タイトルも何も覚えていないのだが、大昔に読んだ星新一のショートショートにこんな話があった。宇宙船が着陸して、中から宇宙人が現れた。地球ではどう対応すべきか態度を決めかねているうちに、宇宙人に犬が飛びかかってしまい、宇宙人は即座に犬を殺した。なんという攻撃的な宇宙人だろう、これはまちがいなく地球に害をなす宇宙人にちがいない、と地球人たちがレーザー銃で反撃したところ、宇宙人たちはあっけなく全滅してしまった。
おそるおそる近寄ってみると、彼らの持っている武器は、竹槍のようなもの。こんな武器で地球までやって来るとは……といぶかしみながら宇宙船を調べてみると、地球のレベルでは分解することも、動力機関を調べることすらできない。とにかく高度なテクノロジーがうかがえるのだが、それがどんなものかすらもわからないのだ。だが、試しに運転装置をさわってみると、きわめて容易に乗りこなすことができた。地球人もあっという間に運転に習熟し、今度はそれに搭乗して宇宙に乗り出すことになった。
その超ハイテク宇宙船は、地球外生命体のいる星を発見する。地球人たちは勇躍、その星に降りていった。ところがその星の人びとは敵対的で、いきなり攻撃してくる。地球人もレーザー銃で防戦しながら移動していくと、落とし穴に落ち、地球人たちはあっけなく絶命してしまった。
その星の住民はいぶかしむ。こんなに原始的な罠にひっかかるような連中が、こんなに立派な宇宙船を建造し、操作するなんて。その星の生命体たちは宇宙船の探索を始めた。どうやらこれは自分たちにも動かせそうだ。今度はその星の生命体が宇宙船に乗り込む……。

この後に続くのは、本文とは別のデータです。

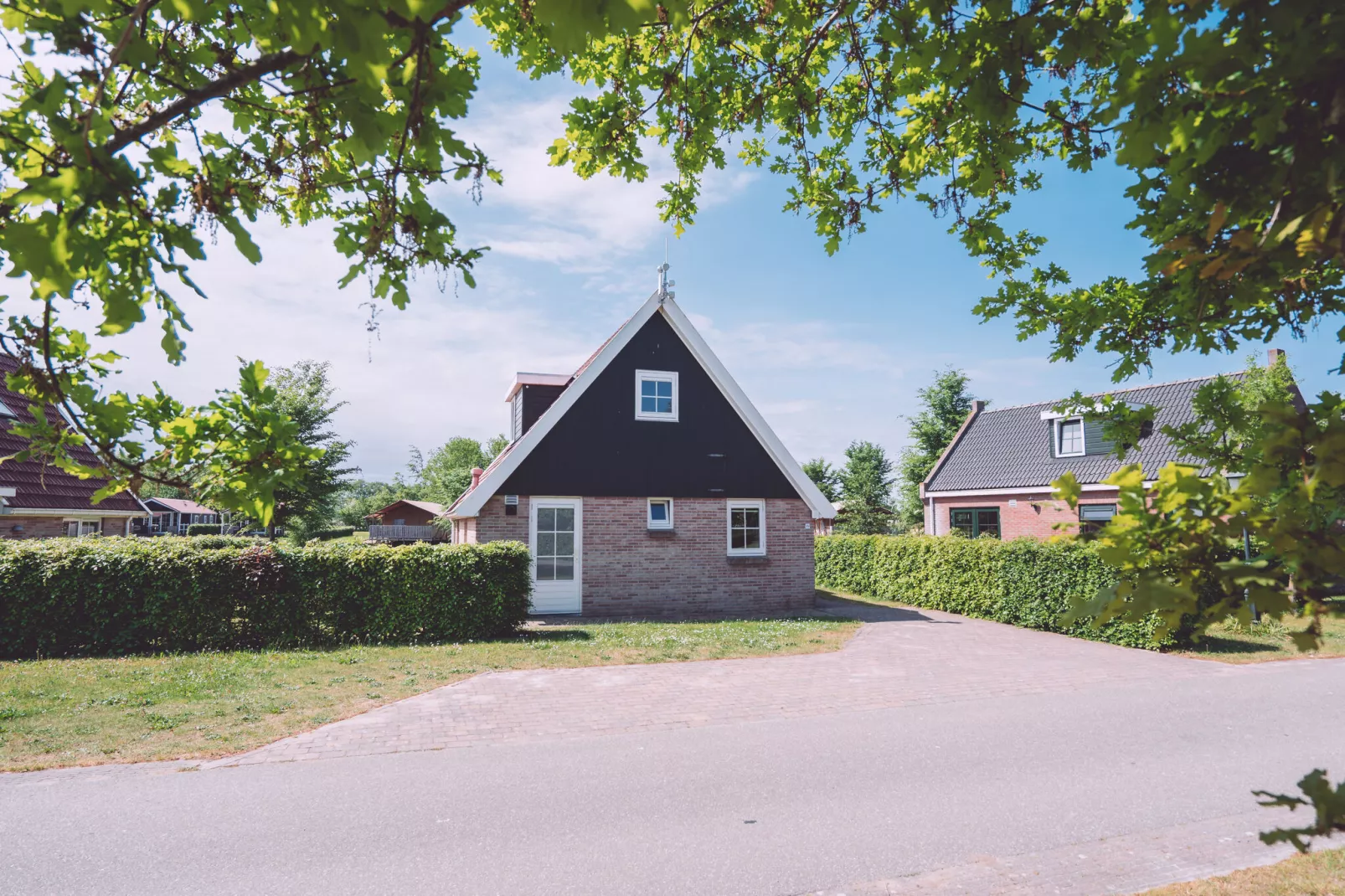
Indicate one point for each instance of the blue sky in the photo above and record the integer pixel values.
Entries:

竹槍ではなかったかもしれないし、落とし穴もちがったかもしれないが、ともかく、どちらもきわめて原始的な武器や罠だったのにはちがいない。なんにせよ、「宇宙船の使い回し」というアイデアがおもしろく、「宇宙船から降りてきたのは、宇宙船の建造を可能にする科学技術力とは無縁の人びとだった」というところにすっかり感心して、いまでもよく覚えている作品のひとつだ。
この話を思い出したのは、最近、携帯電話を新しくしたからである。必要に迫られて最低限度の機能だけは使えるようになったものの、わたしにとっての携帯電話とは、この話の宇宙船とまったく同じで、「それについて何も知らず、それにふさわしい技術にも欠けていて、使いこなすという状態とはほど遠いのに、とりあえず使っている」状態である。電話がかかってくれば出るし、メールがくれば読む。必要とあらばこちらから電話もかけ、返信もするが、それだけだ。まさにわたしの技術的スキルといったら、竹槍を持って宇宙船に乗っているレベルなのだろう(もっと下かも)。

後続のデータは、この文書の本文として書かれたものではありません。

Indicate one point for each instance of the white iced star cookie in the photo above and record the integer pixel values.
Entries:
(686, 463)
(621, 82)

先日もちょっと書いたラッダイト運動ではないが、新しい技術というのは、人の必要から生まれるものではない。「必要は発明の母」ではないのだ。発明とは必要とは無関係なもので、発明されたあとから、半ば無理矢理に使い道が考え出されるのである。
その無理矢理の使い道のうち、あるものは定着し、あるものは廃れる。定着が一定のレベルを越えて普及すると、それを使うことが「便利」になり、使わないことが「不便」になる。「不便」という状況が生まれ、その発明は「必要不可欠のもの」となる。つまり、「必要はあとから生み出される」のである。

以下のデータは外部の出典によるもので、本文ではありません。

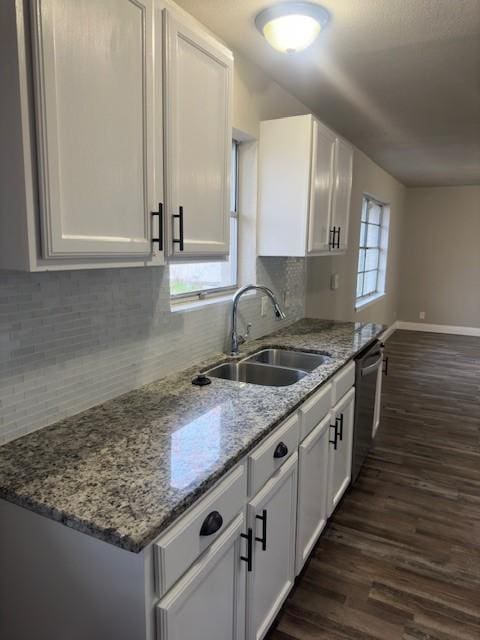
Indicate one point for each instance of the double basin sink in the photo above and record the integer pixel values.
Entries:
(270, 367)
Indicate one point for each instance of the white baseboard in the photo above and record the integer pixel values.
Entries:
(388, 332)
(438, 328)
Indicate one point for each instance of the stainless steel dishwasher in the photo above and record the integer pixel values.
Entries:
(367, 365)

確かあれは湾岸戦争の年だったから90年のことだ。その年、わたしは知り合いが小型のショルダーバッグのようなものを肩から提げているのを初めて見た。「これは携帯電話だ」と教えてくれた。わたしが「なんでそんなものが必要なの?」と聞くと、「これがあると、ポケベルは必要ないじゃないか。ポケベルが鳴っても、公衆電話を探さなくてすむんだぞ」
それから二年後、そのころわたしは小劇団が好きで、いろんなお芝居を見に、あちこちのホールや劇場に通っていた。次第に行く先々で顔見知りができるようになり、中には花束を贈ったり、いろんな差し入れをしたり、チケットをさばくのを手伝ったりするような、ちょっと年上の人たちのグループとも親しくなった。その中に、好きな役者に携帯電話を「貸した」と話をしている人がいたのだ。その人は、たいそうお金持ちの人で、花束にしてもプレゼントにしても、話題になるくらい豪華なものを贈っていたのだが、そのうちに相手といつでも話ができるように、十一万(どういうわけかわたしはその数字をはっきりと覚えている)払って、相手の名義で携帯電話を契約してあげてたのだという。公演が終わると、得意げにバッグから自分の携帯を取り出し(そのころはいまのスマートフォンくらいの大きさにまでなっていたように思う)、「良かったよ~」などと話をしていたものだ。11万が二台で22万かあ、22万あったら、スピーカーを買った方がいいなあ、などと思っていたことを覚えている。つまり、その頃のわたしにとって、携帯電話というのは、まったく必要なものではなかったのだ。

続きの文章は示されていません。